My parents live in the same town with me but hers are in the village. If things gets a bit rough I do visit the family shop and pick things on credit and pay later. This happens only when I'm low on budget.

After our honey moon, my wife refused to go back to work (her station is in another state) although she has been complaining that she doesn't like the job (her father helped secure it). Since she couldnt travel she kept calling the offixe and they were still paying her, only for some of her seniors whom she isn't in good terms with write against her and her salary stopped coming in. By this time I had to up my game and started husting harder. God another low paying job which didn't last and I continued with my biz. I lost the job because of lateness due to taking care of a pregnant wife and so on. In fact I lost 2 other jobs of same nature and wasn't bothered because they pay was very poor anyway.

When my wife put to birth, my mother (as hers is late) asked her to stay at our family house for a week,so she can look after her because I was still working at this time and my mother's business and other engagements is just around the house, my wife refused. Infact its not the refusal that touched me but the attitude she put up. Shortly after then I needed to relocate to a new aprtment and asked her to go over to the family house with the baby so I can move things which she did and the outcome of that visit was a heated quarrel with my mother. She accused her of telling my church members not to visit her after childbirth (my house is very far from the church) and even though it was a lie and I told her to shut up she kept on talking so many trash.

At home I cant talk to my wife and she keeps quiet. The will tell me to shut up to my face and one one occasion I landed her a small slap which left an eye bloodshot and this ended the shutup episode. Often times, if I talk she will raise her voice.

Four months after my wedding her father called me sounding angry and asking me why my wife is still with me, why she hadn't gone back to the state where she works, I overlooked. Some months back late last year, he repeated the same thing and even dropped the phone on me and just a week ago it happened again. My wife have refused to go back to work saying she will rather start a particular type of biz (which I'm trying to setup for her) but her family is talking behind my back all manner of absurd things.
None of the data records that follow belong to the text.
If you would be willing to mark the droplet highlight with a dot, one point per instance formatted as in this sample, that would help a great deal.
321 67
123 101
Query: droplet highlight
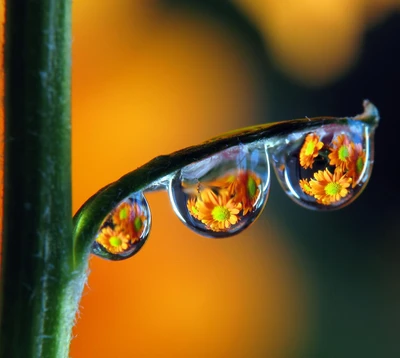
125 230
223 194
326 168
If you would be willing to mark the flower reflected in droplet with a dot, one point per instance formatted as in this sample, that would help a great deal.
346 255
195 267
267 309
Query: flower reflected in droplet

My wife and I have been having our own bouts due to her attitude. I don't talk to neighbours again as she confided in one and laid bare exclusive family secrets and they had a quarrel and in front of my landlord, my neighbour spilled the beans and I felt so ashamed. My wife's salary has been stopped for over a year now and I have been solely the bread winner. I even got a car recently and uses it for transport to support other income. 

My wife can nag about everything, she can wake me by 3am over petty things so I stopped sleeping in our bedroom and now sleeps in the guest room. If she's angry she'll not wash plates I eat with. This is someone I always wash her clothes and my with the machine since I married her. But she can hardly do same. If she cleans the house its favour and she'll keep murmuring. If we have an argument she'll start shouting, abusing my whole family and stuff.

This morning we had a quarrel and my wife told me I cant even take care of my family to provide for her, talking how she's leaving (she always tells me she'll leave and I've made it clear I'll gladly wait for that day). 

I have been thinking about everything myself, since I married things have not really improved. Maybe I really made a wrong choice or rushed things (as I now believe), so I am planning on sending her away soon and them take me dad and kinsmen to her father (as is the culture in my place) for him to either caution his daughter or take her back because I might really injure her out of anger one day. 

This is my last effort to save this marriage . I have only slapped her once in 2 yrs.
I feel I should seek matured advice from experienced people here as I know I might be right in my own eyes.
I really don't know what else to do.